I'm reading CSS files from disk as strings.
My goal is to extract HTML classes paired with a specific data attribute like this:
.foo[data-my-attr]
The data attribute is unique enough so that I don't have to bother about traversing the CSS AST. I can simply use a regex like this:
(\.\S+)+\[data-my-attr\]
This already works, but \S+
is obviously a bad way to match an HTML class in a selector. It will include various combinators, pseudoclasses, pseudoselectors, etc.

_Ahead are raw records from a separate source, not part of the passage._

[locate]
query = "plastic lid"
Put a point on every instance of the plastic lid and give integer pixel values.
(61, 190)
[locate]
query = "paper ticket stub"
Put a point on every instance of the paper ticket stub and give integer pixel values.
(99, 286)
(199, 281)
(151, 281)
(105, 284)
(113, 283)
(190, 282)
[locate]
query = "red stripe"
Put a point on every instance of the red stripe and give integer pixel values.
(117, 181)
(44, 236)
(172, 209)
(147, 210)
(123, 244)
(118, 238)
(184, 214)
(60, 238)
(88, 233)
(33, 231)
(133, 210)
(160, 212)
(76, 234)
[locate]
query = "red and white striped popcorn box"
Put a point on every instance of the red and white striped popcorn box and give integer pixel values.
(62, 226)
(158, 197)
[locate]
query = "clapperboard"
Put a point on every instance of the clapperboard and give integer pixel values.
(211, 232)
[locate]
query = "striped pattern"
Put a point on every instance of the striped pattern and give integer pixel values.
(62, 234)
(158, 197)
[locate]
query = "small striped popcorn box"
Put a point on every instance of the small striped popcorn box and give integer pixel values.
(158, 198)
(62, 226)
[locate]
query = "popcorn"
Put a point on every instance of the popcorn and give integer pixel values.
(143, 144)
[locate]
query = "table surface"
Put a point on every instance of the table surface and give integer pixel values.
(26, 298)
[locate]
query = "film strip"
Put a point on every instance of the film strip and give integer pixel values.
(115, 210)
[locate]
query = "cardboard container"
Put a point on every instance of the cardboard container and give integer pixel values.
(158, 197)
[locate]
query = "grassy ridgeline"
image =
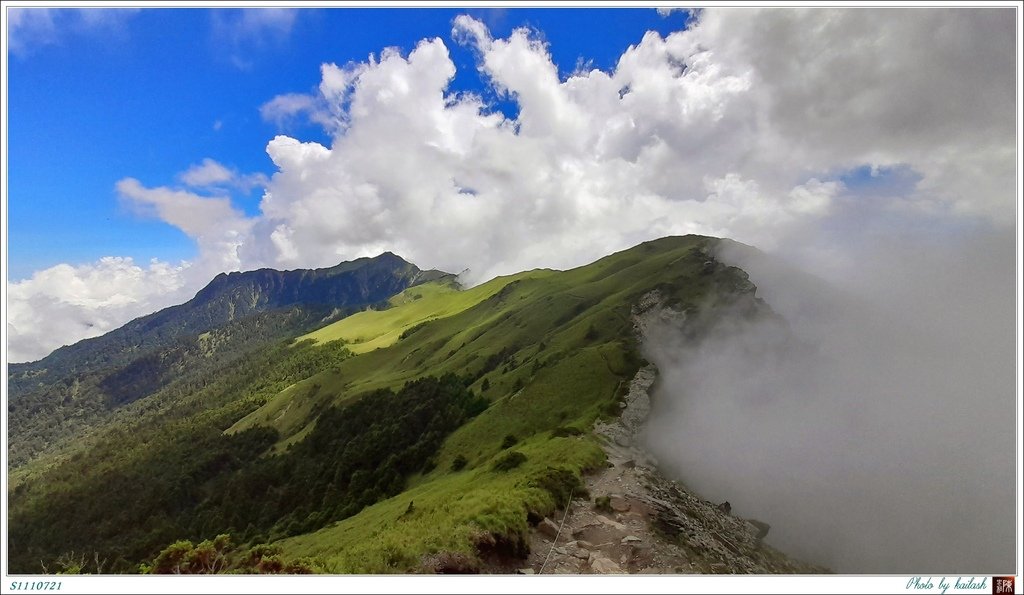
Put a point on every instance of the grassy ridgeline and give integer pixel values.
(546, 349)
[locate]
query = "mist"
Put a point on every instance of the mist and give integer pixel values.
(872, 422)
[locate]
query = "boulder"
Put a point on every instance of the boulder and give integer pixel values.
(619, 504)
(603, 565)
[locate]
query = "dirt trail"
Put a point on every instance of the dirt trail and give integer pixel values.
(637, 521)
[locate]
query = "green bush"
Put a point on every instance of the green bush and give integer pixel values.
(564, 431)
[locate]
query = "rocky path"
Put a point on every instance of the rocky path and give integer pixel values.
(634, 520)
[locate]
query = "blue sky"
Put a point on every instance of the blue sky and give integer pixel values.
(152, 92)
(492, 140)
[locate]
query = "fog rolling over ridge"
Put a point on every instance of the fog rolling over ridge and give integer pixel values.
(873, 428)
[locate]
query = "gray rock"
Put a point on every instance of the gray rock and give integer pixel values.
(548, 527)
(603, 565)
(619, 504)
(607, 521)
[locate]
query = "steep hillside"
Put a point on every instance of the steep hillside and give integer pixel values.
(428, 436)
(74, 387)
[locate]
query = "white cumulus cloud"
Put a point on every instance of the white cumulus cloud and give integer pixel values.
(745, 125)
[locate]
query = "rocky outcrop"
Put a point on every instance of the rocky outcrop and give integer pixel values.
(641, 522)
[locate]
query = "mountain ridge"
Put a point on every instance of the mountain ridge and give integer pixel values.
(243, 309)
(440, 448)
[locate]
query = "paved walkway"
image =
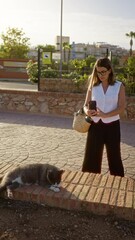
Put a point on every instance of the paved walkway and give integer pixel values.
(27, 138)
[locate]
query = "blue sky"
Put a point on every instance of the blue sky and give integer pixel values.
(85, 21)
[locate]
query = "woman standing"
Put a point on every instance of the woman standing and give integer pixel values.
(109, 95)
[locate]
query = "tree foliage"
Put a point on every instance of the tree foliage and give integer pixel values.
(15, 44)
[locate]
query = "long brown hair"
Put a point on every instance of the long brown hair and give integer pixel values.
(94, 79)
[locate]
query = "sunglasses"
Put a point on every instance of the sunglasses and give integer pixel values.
(102, 72)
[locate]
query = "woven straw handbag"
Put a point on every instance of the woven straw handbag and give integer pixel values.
(79, 122)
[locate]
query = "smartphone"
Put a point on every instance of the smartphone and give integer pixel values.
(92, 105)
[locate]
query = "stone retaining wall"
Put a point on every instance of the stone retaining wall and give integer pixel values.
(60, 103)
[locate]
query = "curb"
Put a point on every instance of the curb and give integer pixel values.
(95, 193)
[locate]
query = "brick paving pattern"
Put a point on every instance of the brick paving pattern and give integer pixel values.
(28, 138)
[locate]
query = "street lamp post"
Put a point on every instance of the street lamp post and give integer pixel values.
(61, 17)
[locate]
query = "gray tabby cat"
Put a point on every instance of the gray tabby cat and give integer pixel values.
(41, 174)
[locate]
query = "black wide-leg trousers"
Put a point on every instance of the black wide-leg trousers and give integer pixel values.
(99, 135)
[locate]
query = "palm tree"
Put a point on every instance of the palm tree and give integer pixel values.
(131, 35)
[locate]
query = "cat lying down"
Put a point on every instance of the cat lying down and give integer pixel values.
(37, 173)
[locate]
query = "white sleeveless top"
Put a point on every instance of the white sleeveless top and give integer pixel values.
(106, 102)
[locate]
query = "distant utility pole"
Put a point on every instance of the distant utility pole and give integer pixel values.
(61, 18)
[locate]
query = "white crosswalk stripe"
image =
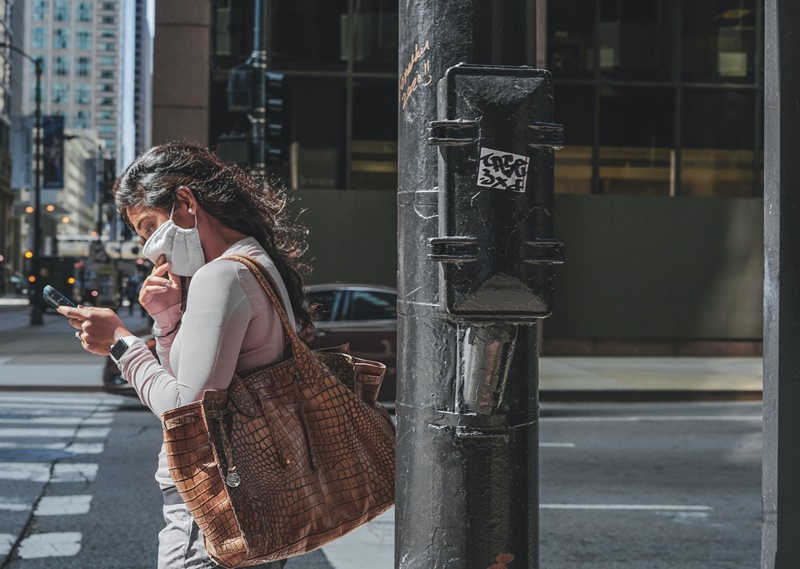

I tried building a whitelist version of the regex, e. g. (\w|-)+
, but the HTML5 spec for class names is very permissive. It's inevitable that either I miss certain characters or include incorrect characters.
What regex can be used to to extract HTML5 classes from a CSS selector string?
I'm using Node, i. e. the JavaScript flavor of regexes.
UPD1
Some examples:
.foo[data-my-attr]
-- should match.foo
.foo>span[data-my-attr]
-- should not match.I_f%⌘ing_♥_HTML5[data-my-attr]
-- should match.I_f%⌘ing_♥_HTML5
This question exists because I'm unable to think of every possible valid HTML5 class. I need a regex based on the surprisingly vague HTML5 class spec:
The attribute, if specified, must have a value that is a set of space-separated tokens representing the various classes that the element belongs to.
The classes that an HTML element has assigned to it consists of all the classes returned when the value of the class attribute is split on spaces. (Duplicates are ignored.)
There are no additional restrictions on the tokens authors can use in the class attribute, but authors are encouraged to use values that describe the nature of the content, rather than values that describe the desired presentation of the content.
Obviously, a class shouldn't contain spaces and characters like +>:()[]=~
because they are part of CSS selector syntax...